Automated Acquisition of Domain Knowledge and Language Patterns, with Application to Language Metadata
Lois Boggess and Julia Hodges, Principal Investigators
Department of Computer Science
Mississippi State University
Contact Information
Lois Boggess or Julia Hodges
Department of Computer Science
Drawer 9636
Mississippi State, MS 39762
Phone: (601) 325-2756
Fax : (601) 325-8997
Email: lboggess@cs.msstate.edu, hodges@cs.msstate.edu
KUDZU/WebDoc home page
List of Supported Students and Staff
Bo Tang is a Computer Science doctoral student funded by this grant.

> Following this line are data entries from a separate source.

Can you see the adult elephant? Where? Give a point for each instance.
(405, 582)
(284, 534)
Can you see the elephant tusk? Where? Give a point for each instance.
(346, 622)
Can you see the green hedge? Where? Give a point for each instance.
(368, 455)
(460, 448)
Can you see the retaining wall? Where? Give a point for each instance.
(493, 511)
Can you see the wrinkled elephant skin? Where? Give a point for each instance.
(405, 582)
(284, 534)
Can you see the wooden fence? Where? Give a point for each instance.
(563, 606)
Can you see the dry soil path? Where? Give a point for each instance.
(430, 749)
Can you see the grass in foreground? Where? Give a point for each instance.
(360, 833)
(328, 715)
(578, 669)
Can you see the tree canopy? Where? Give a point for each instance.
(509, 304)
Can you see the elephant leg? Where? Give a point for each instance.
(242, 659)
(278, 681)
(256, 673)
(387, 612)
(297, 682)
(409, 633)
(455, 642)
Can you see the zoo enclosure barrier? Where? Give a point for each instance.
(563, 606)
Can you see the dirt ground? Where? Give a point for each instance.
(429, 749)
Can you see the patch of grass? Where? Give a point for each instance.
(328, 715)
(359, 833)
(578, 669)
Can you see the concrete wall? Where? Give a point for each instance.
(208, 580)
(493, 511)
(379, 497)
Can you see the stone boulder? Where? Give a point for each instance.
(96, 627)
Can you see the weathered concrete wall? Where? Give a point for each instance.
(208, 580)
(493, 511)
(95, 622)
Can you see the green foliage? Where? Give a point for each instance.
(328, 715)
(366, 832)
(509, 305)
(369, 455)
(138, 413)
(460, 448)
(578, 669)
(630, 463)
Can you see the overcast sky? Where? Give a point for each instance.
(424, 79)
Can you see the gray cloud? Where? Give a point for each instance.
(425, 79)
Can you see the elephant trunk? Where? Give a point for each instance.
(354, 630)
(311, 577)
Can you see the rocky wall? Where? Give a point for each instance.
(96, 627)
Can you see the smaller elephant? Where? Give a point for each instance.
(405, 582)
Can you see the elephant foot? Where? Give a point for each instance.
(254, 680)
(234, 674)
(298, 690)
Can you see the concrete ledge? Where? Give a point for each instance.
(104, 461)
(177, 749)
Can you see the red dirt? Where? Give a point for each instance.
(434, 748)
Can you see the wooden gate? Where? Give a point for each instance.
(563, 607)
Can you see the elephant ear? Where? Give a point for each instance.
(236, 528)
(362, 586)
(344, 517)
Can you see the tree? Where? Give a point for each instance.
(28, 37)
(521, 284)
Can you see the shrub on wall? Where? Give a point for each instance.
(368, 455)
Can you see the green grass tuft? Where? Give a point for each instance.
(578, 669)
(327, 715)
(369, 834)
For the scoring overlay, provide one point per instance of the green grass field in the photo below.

Lynellen Perry is a Computer Science doctoral student whose work for the project has been funded in part by this grant and in part by a grant from the Mississippi State University Office of Research.
Janna Shaffer has just joined the CS doctoral program and is funded by this project beginning this January.
Project Award Information
Award Number: IIS-9734807
Duration: 9/01/1998 - 8/30/2001
Title: Automated Acquisition of Domain Knowledge and Language Patterns, with Application to Language Metadata
Keywords
Content-based document indexing, natural language processing, information retrieval, text categorization.
Project Summary
This system maps World Wide Web documents to Library of Congress subject headings. Specifically, it is designed to automatically classify Web documents into subject headings of the Science (Q) and Technology (T) portions of the Library of Congress classification system, after being trained and tested on thousands of documents previously classified by library scientists and expert document analysts. The project represents a scaling up of knowledge-based methods and natural language processing techniques which have been successful in providing more than 80% of the descriptive phrases produced by expert document analysts for journal articles in a specific scientific domain.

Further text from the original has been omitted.